A proposal is on the table for the city to acquire 80 acres of open space along the Clark Fork River

The cottonwood forest and river access oft-longed for by Missoula open space program manager Kate Supplee may soon make it off the city's to-do list and onto the official open space map.

At Monday night's City Council meeting, Supplee will present plans to buy 80 acres of Clark Fork River floodplain and cottonwood forest at the north end of Tower Street with about $250,000 from Missoula's 1995 open space bond.

The property is owned by Larry and Sherry Wilbert of Kalispell, and must still be appraised, Supplee said Friday. Public comment will be taken at Monday's meeting, but council members won't vote until after the appraisal is finished later this month.

"We've been looking for riverfront land since the bond passed," Supplee said. "So much of that property has been developed, this is the first we've been able to get an option on."

It was worth waiting for, she said. "A shining gem of open space," in the words of Open Space Advisory Committee member Glenn Marangelo. "A gorgeous piece of real estate," added committee member Pat Collins.

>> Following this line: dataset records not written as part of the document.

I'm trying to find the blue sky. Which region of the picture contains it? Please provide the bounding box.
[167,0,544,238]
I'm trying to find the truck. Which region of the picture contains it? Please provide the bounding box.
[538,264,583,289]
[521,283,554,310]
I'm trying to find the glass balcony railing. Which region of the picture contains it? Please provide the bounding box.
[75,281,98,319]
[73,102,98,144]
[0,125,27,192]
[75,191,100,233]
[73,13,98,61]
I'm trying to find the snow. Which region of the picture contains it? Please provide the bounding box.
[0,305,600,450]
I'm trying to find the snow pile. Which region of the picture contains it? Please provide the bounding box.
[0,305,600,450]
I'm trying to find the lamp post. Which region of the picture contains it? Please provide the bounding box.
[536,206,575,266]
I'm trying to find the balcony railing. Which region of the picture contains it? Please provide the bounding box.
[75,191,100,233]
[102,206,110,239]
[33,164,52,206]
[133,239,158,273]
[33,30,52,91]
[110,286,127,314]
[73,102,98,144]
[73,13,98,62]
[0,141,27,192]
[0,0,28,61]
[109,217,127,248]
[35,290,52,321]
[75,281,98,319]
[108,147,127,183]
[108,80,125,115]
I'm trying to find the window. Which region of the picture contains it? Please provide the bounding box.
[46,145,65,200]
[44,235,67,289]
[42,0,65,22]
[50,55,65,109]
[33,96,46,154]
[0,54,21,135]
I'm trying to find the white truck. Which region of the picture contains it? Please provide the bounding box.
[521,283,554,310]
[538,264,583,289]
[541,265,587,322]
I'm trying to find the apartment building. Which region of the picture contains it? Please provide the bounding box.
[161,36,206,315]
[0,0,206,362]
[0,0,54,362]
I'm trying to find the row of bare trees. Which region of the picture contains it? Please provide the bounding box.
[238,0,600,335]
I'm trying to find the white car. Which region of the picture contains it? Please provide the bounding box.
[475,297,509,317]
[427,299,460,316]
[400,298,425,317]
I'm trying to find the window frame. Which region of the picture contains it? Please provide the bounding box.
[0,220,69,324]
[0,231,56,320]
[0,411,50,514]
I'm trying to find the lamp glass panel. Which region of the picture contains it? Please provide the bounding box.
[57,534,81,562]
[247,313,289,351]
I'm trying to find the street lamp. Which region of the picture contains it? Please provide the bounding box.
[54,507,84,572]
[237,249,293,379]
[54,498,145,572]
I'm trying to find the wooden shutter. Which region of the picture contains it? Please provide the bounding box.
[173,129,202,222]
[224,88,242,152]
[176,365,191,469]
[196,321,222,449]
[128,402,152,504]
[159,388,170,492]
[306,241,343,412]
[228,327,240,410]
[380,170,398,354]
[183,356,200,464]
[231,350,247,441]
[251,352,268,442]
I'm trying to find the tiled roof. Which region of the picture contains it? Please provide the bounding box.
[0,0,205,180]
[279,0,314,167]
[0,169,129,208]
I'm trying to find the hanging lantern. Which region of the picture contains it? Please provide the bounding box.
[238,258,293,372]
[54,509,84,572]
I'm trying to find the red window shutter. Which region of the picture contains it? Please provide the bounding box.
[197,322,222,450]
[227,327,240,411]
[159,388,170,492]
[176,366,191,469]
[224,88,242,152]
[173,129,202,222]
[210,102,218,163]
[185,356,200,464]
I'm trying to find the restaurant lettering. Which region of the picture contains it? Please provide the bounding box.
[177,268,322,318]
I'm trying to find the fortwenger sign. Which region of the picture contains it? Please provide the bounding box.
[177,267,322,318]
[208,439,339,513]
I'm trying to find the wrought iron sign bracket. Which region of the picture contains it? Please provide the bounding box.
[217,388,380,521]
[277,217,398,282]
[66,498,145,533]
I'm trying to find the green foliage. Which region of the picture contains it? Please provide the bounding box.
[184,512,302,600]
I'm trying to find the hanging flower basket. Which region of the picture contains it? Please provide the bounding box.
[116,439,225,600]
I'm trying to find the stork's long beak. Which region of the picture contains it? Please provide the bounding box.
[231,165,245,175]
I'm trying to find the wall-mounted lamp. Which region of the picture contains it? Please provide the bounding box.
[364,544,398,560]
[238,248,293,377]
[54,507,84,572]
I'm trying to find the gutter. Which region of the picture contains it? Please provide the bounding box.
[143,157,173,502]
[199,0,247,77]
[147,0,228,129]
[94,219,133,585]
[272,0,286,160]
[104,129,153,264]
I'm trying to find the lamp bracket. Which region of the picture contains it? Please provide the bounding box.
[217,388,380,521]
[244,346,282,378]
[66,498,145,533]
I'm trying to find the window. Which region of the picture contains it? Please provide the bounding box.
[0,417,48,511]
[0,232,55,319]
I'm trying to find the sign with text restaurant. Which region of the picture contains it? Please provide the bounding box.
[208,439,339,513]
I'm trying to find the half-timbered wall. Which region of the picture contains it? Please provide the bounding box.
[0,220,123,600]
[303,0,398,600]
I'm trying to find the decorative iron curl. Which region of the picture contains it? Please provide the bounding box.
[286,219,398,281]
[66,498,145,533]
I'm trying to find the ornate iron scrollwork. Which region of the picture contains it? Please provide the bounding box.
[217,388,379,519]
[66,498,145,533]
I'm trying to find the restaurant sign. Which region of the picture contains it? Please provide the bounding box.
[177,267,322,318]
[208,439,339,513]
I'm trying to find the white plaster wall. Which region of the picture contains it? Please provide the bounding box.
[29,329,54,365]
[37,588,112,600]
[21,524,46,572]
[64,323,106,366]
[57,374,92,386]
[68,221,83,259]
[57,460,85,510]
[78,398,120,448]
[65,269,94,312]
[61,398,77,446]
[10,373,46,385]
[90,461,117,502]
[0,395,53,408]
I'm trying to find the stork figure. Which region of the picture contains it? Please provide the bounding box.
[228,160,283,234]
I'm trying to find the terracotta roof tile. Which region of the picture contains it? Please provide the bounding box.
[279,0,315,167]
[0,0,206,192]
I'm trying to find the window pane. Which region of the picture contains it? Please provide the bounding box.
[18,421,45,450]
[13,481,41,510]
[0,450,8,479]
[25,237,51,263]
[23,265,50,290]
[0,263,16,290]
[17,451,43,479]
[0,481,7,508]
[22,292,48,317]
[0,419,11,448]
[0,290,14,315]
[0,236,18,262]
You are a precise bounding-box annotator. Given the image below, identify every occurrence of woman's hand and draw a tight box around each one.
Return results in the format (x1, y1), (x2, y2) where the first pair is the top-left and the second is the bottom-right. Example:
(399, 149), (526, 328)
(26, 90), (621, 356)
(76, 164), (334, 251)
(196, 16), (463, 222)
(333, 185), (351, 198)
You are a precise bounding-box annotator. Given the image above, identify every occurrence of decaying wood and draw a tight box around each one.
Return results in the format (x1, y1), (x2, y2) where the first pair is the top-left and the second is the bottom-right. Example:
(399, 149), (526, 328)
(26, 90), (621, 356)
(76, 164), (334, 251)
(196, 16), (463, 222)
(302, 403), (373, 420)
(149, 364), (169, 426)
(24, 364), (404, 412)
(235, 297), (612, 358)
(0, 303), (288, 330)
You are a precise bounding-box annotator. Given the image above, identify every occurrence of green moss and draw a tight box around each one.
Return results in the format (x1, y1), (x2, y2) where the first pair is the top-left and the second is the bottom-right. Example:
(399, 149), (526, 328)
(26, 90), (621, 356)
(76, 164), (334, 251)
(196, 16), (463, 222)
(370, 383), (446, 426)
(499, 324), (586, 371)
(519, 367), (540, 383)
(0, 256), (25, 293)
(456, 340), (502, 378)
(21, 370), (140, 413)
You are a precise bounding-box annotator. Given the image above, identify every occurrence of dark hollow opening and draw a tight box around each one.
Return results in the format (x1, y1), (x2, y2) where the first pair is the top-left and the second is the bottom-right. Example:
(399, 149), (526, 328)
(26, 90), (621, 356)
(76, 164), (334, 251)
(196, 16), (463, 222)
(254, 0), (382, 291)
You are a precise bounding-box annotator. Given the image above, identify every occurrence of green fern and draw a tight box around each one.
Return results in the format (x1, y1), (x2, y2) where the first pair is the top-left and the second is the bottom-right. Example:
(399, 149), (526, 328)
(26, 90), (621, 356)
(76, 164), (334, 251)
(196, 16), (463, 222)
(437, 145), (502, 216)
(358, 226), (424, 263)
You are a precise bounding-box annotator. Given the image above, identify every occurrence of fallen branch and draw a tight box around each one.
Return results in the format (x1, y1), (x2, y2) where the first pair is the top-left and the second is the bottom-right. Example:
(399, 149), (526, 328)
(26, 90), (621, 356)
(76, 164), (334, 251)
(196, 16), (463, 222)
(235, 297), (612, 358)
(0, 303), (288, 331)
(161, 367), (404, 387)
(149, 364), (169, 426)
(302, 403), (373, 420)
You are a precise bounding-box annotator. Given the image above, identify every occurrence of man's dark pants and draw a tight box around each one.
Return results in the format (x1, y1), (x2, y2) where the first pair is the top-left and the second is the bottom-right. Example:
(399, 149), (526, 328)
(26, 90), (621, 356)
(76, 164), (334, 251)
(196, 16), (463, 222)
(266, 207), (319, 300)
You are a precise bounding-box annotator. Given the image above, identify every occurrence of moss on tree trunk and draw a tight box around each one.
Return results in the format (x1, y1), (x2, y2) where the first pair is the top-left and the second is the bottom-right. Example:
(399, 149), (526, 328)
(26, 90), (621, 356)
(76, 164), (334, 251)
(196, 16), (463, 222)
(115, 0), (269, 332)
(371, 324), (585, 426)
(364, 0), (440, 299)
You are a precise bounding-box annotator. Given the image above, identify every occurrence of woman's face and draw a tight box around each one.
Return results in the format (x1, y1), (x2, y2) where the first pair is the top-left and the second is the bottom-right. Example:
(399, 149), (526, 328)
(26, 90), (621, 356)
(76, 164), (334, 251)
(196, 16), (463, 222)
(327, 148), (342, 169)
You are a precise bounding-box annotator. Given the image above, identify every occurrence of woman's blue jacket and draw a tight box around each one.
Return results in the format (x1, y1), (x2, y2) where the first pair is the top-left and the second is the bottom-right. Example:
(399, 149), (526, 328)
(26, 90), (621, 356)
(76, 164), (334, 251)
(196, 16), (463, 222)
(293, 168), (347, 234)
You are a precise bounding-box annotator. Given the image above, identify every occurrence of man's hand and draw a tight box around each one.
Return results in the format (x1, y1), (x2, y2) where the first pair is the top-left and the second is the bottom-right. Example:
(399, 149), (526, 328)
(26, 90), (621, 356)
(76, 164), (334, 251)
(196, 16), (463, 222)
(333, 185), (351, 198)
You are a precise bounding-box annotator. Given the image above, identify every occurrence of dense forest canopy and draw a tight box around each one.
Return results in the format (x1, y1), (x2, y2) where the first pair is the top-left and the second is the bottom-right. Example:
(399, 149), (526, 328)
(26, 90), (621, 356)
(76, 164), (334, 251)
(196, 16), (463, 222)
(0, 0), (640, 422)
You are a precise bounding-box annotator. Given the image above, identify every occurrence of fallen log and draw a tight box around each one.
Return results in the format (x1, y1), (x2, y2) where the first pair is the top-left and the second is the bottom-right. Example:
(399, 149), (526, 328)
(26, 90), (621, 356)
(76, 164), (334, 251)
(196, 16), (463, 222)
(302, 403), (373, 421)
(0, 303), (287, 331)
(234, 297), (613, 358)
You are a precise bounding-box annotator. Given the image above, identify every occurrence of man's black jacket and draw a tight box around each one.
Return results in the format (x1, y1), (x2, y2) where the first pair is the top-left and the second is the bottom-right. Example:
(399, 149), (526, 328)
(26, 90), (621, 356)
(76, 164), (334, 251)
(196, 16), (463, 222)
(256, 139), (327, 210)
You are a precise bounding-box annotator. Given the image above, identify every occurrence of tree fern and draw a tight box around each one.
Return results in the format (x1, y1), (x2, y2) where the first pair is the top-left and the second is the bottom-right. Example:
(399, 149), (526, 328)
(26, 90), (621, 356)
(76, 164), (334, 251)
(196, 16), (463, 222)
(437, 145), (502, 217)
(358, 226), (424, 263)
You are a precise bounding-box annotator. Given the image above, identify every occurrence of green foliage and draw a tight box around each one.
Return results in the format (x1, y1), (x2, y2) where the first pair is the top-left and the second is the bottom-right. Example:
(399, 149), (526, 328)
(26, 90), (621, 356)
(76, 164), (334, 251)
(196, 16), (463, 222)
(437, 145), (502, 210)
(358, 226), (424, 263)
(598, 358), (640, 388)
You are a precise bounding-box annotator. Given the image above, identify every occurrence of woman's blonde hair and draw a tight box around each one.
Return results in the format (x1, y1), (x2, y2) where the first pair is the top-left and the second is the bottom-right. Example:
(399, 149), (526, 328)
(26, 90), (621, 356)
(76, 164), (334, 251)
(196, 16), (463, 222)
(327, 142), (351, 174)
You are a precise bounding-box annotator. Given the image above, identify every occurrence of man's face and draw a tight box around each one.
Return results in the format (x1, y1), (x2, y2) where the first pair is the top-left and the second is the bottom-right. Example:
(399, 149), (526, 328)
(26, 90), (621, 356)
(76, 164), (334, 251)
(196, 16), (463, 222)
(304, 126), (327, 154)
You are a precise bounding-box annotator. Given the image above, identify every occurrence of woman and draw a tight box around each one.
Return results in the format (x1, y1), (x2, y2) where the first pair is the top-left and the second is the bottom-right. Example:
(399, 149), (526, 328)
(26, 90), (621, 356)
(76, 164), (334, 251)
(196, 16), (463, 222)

The Clark Fork River braids - and occasionally floods - the property, which is north of Third Street and west of Reserve. While two houses are on the property, most of the land is a forest of black cottonwoods.

The age of each cottonwood stand coincides with the river's flooding history, said Open Space Committee member Jim Berkey, who wrote a report on the property's vegetation. Seedlings and saplings polka-dot the recent alluvial bars, while pole-size and mature cottonwoods dominate the higher ground.

Also on the property are clumps of ponderosa pine, box elder, willows, serviceberry and snowberry, thin-leafed alder, red-osier dogwood and Douglas fir. There are weeds, Berkey said, but are yet manageable.

"Mature cottonwoods forests, often referred to as cottonwood gallery forests, have become rare in Montana," he said. "Flood control measures such as dams, levees and withdrawals have reduced cottonwood forest numbers greatly."

As riparian land, the Wilbert property will give Missoula's open space system something new, Supplee said. "We've bought hillsides and trails and land for playing fields at Fort Missoula, but this will be our first nice piece of riparian land and river access."

"We needed this," she said. "When Parks and Rec surveyed people in 1998, their top three priorities for future open space lands were protecting wildlife habitat, providing public access to rivers, and acquiring and preserving natural areas. The Wilbert property provides all three."

If purchased, the land will remain "as is" for the immediate future, Supplee said. "We'd put up some signs that give the basic rules common to most city open spaces. We'd prohibit motor vehicle use, building fires, tree cutting and overnight camping.

"And eventually, we would work with the neighborhood and resource specialists to develop a plan that addresses wildlife habitat, hunting (the area has provided some duck hunting and bow hunting in the past), river access, trails and parking."

Missoula still has $900,000 of the $5 million open space bond approved by voters in 1995. The city's option on the Wilbert property expires June 1. For more information, call Supplee at 523-4669 or e-mail her at ksupplee@ci.missoula.mt.us.

Monday's City Council meeting begins at 7 p.m. in City Hall. The Wilbert property purchase is the only public hearing on the agenda.